In short, the SBR gave the business a structured pathway to deal with its debt while preserving enterprise value.
That is often the real value of an SBR. It is not always just about reducing the debt. Sometimes it is about buying time, preserving licences, protecting goodwill, and allowing a viable business to trade through its difficulties.
What makes a strong SBR proposal?
The bar for acceptance is rising. That makes preparation critical.
A company can only propose one SBR plan within a seven-year period, so there is limited room for error. Directors and advisers need to ensure the proposal is properly prepared, commercially realistic, and supported by a clear explanation of why the business should survive.
In the current environment, a strong SBR proposal will usually need to address the following matters.
First, all tax lodgements must be up to date. This is non-negotiable. Outstanding BAS, income tax returns, superannuation reporting, and other lodgements need to be addressed before a proposal can be issued.
Second, employee entitlements must be paid and up to date. This includes superannuation. A company that has not dealt properly with employee entitlements will face obvious difficulty putting forward a credible restructure.
Third, there needs to be a clear explanation of how the business got into difficulty. Creditors, particularly the ATO, want to understand what caused the debt to build up.
Fourth, and just as importantly, the proposal must explain what has changed. If the same issues remain, creditors are unlikely to be persuaded that the business will trade successfully after the restructure.
Fifth, the proposal must demonstrate future viability. This will often require cash flow forecasts showing that the company can meet its ongoing trading obligations, remain compliant with future tax liabilities, and fund the proposed SBR payments.

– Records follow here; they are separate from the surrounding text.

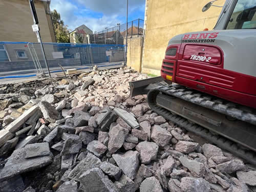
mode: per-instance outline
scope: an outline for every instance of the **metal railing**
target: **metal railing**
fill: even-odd
[[[144,20],[138,19],[128,23],[128,38],[143,35],[143,28]],[[124,24],[90,35],[90,41],[93,44],[125,45],[126,34],[126,24]]]

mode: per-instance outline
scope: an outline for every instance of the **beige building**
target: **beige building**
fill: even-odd
[[[56,42],[50,0],[34,0],[43,42]],[[0,41],[37,42],[28,0],[0,0]]]
[[[87,35],[93,34],[92,31],[84,25],[76,28],[69,33],[70,42],[73,44],[89,44]]]
[[[202,8],[210,1],[146,0],[142,72],[160,75],[165,49],[172,37],[205,28],[212,29],[221,8],[212,7],[202,12]],[[219,0],[215,5],[223,6],[225,0]]]

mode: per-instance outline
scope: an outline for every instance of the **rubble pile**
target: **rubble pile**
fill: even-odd
[[[146,95],[127,98],[145,78],[120,69],[0,88],[0,191],[256,191],[253,165],[193,141]]]

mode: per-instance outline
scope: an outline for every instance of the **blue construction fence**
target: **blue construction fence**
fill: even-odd
[[[125,58],[125,46],[121,45],[46,42],[43,46],[51,71],[59,69],[59,65],[71,69],[121,64]],[[40,44],[0,41],[0,76],[4,72],[36,72],[38,64],[46,69]]]

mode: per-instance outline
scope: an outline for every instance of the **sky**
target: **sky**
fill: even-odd
[[[51,0],[50,8],[71,30],[84,24],[98,32],[126,23],[126,0]],[[144,19],[145,0],[129,0],[128,10],[128,22]]]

Sixth, creditors must receive a better return than they would in a liquidation. This remains a fundamental part of the analysis. Any director loan accounts, related party transactions, preference recoveries, insolvent trading claims, or other potential recoveries need to be considered.
Seventh, the company must demonstrate ongoing tax compliance. The ATO is increasingly focused on whether current obligations are being met, not just whether historical debt can be compromised.

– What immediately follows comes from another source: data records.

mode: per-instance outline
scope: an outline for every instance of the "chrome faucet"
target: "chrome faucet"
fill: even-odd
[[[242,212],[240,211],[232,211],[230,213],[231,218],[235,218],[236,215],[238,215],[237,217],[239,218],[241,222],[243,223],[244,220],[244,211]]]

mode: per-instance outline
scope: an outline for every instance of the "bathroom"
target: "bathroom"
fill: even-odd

Finally, related party transactions will be closely scrutinised. Director loan accounts, payments to related entities, asset transfers, and drawings taken while tax debts remain unpaid can all affect the outcome.
Director engagement is critical
The SBR process moves quickly.
Directors need to be engaged, responsive, and ready to provide information. Cash flows, trading history, creditor details, tax records, employee entitlement information, and explanations for key transactions all need to be dealt with promptly.
While the restructuring practitioner assists with the process, it is ultimately the director’s proposal.
A well-prepared director, supported by good advisers, will always be in a better position than one who waits until the pressure becomes unmanageable.
The key takeaway
The SBR process remains a very useful restructuring tool for small businesses, but it is not a soft option.
The ATO’s approach has evolved. Proposals are being reviewed more closely. Viability, compliance, director conduct, and liquidation comparison are all critical.
The best outcomes are still available, but they are more likely to be achieved where directors act early, understand the issues, and put forward a proposal that is realistic, properly supported, and commercially better than liquidation.
For viable businesses, SBRs remain powerful.
But in the current environment, the proposal needs to stack up.